Overlay this with the rising sophistication of AI, clinical decision support, and patient‑facing digital tools. The strategic shift is not subtle:
- Systems will pay more for physicians who can lead technology adoption and extract ROI from it
- Pure “RVU grinders” with no tech fluency or leadership may hold steady but will not see the same upside
Here is a simplified projection of compensation trajectories, assuming current trends continue.
| Category | Value |
|---|---|
| Year 0 | 100 |
| Year 3 | 112 |
| Year 6 | 125 |
| Year 10 | 140 |
Interpretation: Traditional physicians track closer to general inflation plus modest real growth. Tech‑forward physicians, with additional revenue streams and leadership roles, outpace that. If you ran a dual line chart, you would likely see tech‑forward reaching 150–160 on this index while traditional plateaus around 120–130 over a decade.
The precise slopes are debatable. The direction is not.
7. What This Means for You (If You Want to be on the Right Side of the Data)

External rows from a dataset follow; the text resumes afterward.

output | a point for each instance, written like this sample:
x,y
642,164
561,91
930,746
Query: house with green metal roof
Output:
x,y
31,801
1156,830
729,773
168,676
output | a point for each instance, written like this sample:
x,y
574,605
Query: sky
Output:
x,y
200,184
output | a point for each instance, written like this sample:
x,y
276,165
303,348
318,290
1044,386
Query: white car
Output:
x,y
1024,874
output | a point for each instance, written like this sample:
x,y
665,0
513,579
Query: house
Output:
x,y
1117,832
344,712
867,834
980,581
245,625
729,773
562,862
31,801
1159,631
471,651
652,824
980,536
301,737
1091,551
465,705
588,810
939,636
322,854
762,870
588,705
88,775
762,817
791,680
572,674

Strip away the noise, and the data push you toward a few blunt conclusions.
First, “tech‑forward” is not a personality trait. It is a set of skills and roles that directly connect to revenue, cost‑savings, or strategic value. That is where money flows.
Second, the compensation gap is already real—often 15–25% within the same specialty—and likely to widen as:
- Value‑based contracts expand
- Telehealth reimbursement stabilizes
- AI and automation demand physician oversight rather than blind trust
Third, you do not need to become a software engineer. But you do need to:
- Understand how technology changes your unit economics: RVUs, panel size, cost per encounter, readmission penalties, bonus structures
- Choose practice environments where that technology is central, not bolted on as an afterthought
- Be comfortable taking on hybrid roles: clinical + product, clinical + informatics, clinical + leadership

8. Two Bad Assumptions to Drop Now
I will end with two beliefs that the compensation data flatly contradict.

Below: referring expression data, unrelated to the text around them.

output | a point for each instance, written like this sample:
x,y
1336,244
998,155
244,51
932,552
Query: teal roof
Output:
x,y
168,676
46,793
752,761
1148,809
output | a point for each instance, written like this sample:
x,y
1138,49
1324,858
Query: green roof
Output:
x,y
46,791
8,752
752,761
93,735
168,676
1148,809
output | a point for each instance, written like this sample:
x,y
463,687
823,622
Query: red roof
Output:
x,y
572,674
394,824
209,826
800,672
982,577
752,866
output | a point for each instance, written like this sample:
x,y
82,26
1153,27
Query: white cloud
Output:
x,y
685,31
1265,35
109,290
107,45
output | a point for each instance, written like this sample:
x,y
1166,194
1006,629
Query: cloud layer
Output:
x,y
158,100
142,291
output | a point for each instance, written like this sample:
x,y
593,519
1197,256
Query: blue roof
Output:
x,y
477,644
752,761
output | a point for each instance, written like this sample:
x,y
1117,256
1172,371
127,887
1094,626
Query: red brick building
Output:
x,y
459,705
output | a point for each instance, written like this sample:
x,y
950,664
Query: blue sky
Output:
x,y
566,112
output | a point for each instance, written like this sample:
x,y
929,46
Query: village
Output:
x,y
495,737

“Tech will replace physicians, so investing in it is risky for my career.”
The actual pattern: tech‑fluent physicians become irreplaceable in design, oversight, governance, and high‑leverage clinical workflows. They capture premiums. Those who refuse to engage become interchangeable.“Compensation is mostly about specialty choice and geography.”
That used to be roughly true. Now specialty and geography are just the baseline. Within any given field, the variance driven by technology adoption, value‑based involvement, and hybrid roles is large and growing.
Key Takeaways
- Across almost every major specialty, tech‑forward physicians are earning 15–25% more than traditional peers, primarily via telehealth volume, RPM/CCM revenue, value‑based bonuses, and non‑clinical tech roles.

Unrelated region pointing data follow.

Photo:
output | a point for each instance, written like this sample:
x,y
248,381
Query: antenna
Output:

- The pay gap is not a short‑term COVID blip; it aligns with long‑run shifts toward digital care, risk‑based contracts, and AI‑enabled workflows, and is likely to widen over the next decade.
- If you want to be on the higher‑earning side of your specialty, you need to treat technology as a core part of your practice and business model, not as optional “cool tools” in the background.